You’re not understanding (or I’m not making clear) something I’m stipulating about these basics facts: I’m NOT claiming that more facts are better, I’m claiming that the fewer rock-solid biographical facts you offer, the better your chances are, so long as they’re sufficient to identify ONE person and that person only. So–with Lincoln, I’ve decided that to conjure him, I’d need the facts about his death (rather than his birth, which had far fewer witnesses and less documentation) and his somewhat unusual name to get the man I want to have dinner with. Give too many details, and you risk having some small point wrong; give too few, and you risk asking for multiple people who qualify. It’s a very simple game, in that regard, and instead of accepting that Jesus is a hard person to ID reliably, you go into a snit (and start throwing incomprehensible and irrelevant math at me).

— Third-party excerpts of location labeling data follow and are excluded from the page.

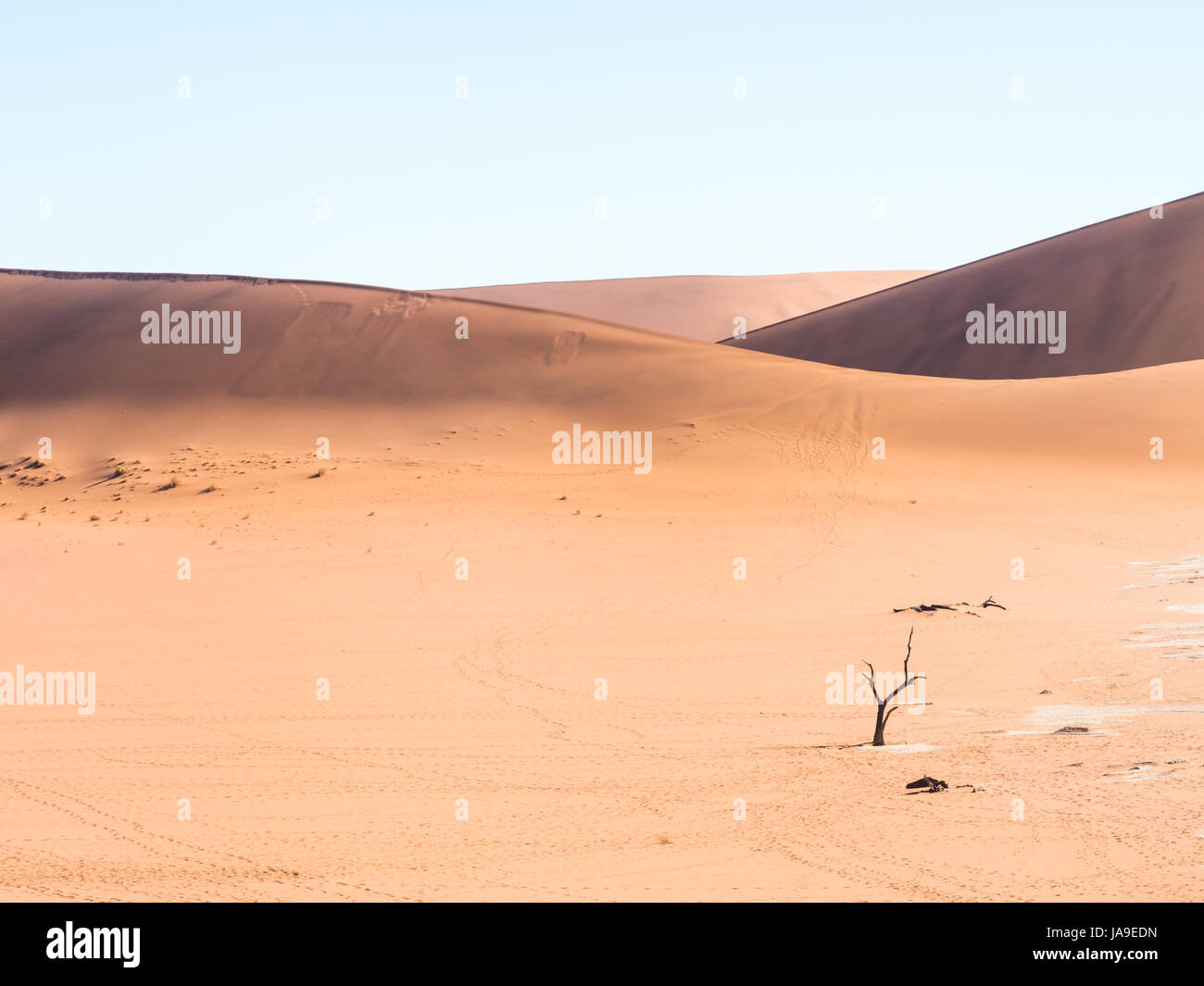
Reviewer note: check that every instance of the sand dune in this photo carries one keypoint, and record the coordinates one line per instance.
(844, 493)
(706, 308)
(1130, 288)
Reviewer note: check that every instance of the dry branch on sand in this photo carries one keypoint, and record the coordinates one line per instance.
(952, 607)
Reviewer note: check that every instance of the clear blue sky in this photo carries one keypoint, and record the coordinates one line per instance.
(906, 106)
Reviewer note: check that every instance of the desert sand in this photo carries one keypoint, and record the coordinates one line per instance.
(847, 493)
(1131, 289)
(697, 307)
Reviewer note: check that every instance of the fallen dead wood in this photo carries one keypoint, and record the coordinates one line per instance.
(952, 607)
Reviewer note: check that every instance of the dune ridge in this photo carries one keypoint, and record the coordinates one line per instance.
(1131, 289)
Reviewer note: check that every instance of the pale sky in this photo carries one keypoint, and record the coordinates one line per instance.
(470, 144)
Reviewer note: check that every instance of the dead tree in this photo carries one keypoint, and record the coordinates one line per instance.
(884, 713)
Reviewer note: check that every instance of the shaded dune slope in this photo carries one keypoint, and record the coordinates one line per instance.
(1132, 291)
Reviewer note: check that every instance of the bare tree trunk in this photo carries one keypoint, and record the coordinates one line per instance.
(880, 726)
(884, 713)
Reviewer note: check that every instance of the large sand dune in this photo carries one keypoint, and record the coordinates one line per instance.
(709, 308)
(846, 493)
(1130, 288)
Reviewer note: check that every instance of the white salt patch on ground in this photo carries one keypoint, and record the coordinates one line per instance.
(1167, 573)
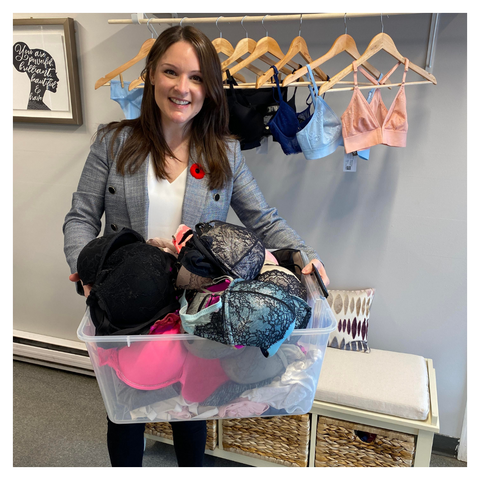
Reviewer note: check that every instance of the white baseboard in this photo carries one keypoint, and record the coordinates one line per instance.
(51, 352)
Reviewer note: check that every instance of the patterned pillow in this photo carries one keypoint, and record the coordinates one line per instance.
(352, 311)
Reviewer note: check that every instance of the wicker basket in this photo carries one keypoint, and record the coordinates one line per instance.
(164, 429)
(338, 445)
(281, 439)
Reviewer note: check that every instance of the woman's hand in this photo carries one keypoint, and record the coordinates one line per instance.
(75, 278)
(307, 269)
(164, 243)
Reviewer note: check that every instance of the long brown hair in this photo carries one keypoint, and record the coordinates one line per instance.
(209, 128)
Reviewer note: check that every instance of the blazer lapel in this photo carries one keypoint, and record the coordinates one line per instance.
(194, 201)
(136, 198)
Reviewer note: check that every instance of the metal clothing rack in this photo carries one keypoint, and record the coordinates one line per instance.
(139, 18)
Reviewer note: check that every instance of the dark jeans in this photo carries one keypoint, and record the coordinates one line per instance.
(125, 443)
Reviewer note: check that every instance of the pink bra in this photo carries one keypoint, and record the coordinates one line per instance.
(365, 125)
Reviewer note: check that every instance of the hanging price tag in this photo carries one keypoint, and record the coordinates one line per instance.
(350, 162)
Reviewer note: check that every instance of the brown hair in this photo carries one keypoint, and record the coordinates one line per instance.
(209, 128)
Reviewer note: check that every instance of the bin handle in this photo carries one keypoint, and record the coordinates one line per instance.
(319, 280)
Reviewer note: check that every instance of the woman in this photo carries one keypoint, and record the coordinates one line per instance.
(175, 164)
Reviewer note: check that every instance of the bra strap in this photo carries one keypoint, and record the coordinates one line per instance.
(275, 76)
(312, 81)
(385, 78)
(354, 64)
(405, 71)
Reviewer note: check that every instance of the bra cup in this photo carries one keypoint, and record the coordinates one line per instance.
(322, 134)
(357, 118)
(378, 106)
(285, 120)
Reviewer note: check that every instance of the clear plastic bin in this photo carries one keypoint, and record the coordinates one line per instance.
(212, 380)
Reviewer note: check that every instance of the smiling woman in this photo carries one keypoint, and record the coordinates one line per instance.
(176, 164)
(179, 89)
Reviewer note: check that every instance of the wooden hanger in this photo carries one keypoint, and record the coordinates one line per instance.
(222, 45)
(266, 45)
(298, 46)
(143, 52)
(344, 43)
(382, 41)
(244, 46)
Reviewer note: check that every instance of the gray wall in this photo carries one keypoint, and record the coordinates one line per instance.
(398, 224)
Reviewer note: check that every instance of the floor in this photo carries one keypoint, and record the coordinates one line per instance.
(59, 421)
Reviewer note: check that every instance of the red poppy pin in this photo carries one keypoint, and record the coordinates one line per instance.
(197, 171)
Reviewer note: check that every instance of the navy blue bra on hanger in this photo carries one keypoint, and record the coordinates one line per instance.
(287, 122)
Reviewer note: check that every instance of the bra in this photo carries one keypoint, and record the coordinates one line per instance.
(130, 102)
(365, 125)
(286, 122)
(323, 133)
(250, 111)
(161, 362)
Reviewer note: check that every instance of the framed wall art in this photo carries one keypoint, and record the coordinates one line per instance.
(46, 88)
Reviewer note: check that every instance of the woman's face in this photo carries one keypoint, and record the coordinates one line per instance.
(178, 84)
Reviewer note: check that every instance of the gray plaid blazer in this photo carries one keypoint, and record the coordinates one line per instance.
(123, 199)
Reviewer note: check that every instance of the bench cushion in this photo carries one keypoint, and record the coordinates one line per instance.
(384, 382)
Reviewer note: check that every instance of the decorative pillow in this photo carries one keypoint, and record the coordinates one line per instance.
(352, 311)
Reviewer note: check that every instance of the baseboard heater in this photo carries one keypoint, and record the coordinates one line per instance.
(51, 352)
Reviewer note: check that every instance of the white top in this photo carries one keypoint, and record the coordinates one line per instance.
(165, 203)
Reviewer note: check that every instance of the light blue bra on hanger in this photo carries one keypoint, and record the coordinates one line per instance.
(323, 133)
(129, 101)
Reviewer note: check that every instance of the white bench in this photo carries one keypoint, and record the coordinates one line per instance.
(381, 389)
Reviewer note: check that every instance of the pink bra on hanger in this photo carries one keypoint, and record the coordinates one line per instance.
(365, 125)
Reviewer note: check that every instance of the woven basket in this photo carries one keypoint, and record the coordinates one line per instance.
(281, 439)
(339, 446)
(164, 429)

How am I “blaming” anything on religion when I’m claiming we’d have the same problem conjuring Jesus as we’d have with King Arthur or Odysseus? Am I anti-British King, or anti-Greek or something? I don’t know very much about Jesus, which is why I asked those more knowledgable than I am to see if they’d be willing to stipulate a few facts about him that would ID him with certainty. I take the reluctance of people to play as a confirmation that he might not have ever lived, or that they’ve got so much invested in dining with him to take bigger risks to do so, or that they’d rather play a game whose rules they don’t really understand.
I think you might be confused by what you call my “hidden-ball trick”–I certainly don’t have a clue what you mean by that. The only thing I can think is that I’ve had to explain what I meant as we went along, and as I found out I hadn’t explained my thinking, but it was nothing as intentional or deceptive as you make it out to be.